St Salvador's Church is a Scottish Episcopal Church building in Dundee, designed in a Gothic Revival version of the English, Welsh and Scottish Decorated Style by George Frederick Bodley (with St Bride's Church, Glasgow one of only two churches by him in Scotland). Its dedication is a medieval Scottish version of Saint Saviour's.

==History==
The parish was founded in 1856 as one of the missions to the poorer areas of the city by Alexander Penrose Forbes (Bishop of Brechin and previously a student at Oxford at the height of the Oxford Movement), specifically the mill-workers of the town's Hilltown area.

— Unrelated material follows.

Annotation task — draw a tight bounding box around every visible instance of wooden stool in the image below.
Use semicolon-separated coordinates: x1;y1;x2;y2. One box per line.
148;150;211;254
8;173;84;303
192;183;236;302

Worship was originally held in the upper floor of the 1857 parish school building, also designed by Bodley and contemporary with his St Michael's, Brighton, with the nave of the permanent church only added in 1865-1868 and a chancel in 1874.

Its ceiling paintings are by Frederick Leach, whilst the friezes on the chancel arch, the reredos (showing an Annunciation and Crucifixion flanked by the Virgin Mary and John the Evangelist surrounded by the eleven post-Easter apostles and Paul of Tarsus) and much of the stained glass in the building are by Burlison and Grylls. A Wordsworth and Maskell organ was added in 1884.

Originally done in tempera, the interior decorations were repainted in oil colours in 1907 and 1936 before a restoration in 1969-1977 which won a Scottish Civic Trust award. The church and its parish hall were Category A listed in 1965, whilst the church was restored again in 2011. Its archives are held at Dundee City Archives and Dundee University Archive, Records Management and Museum Services.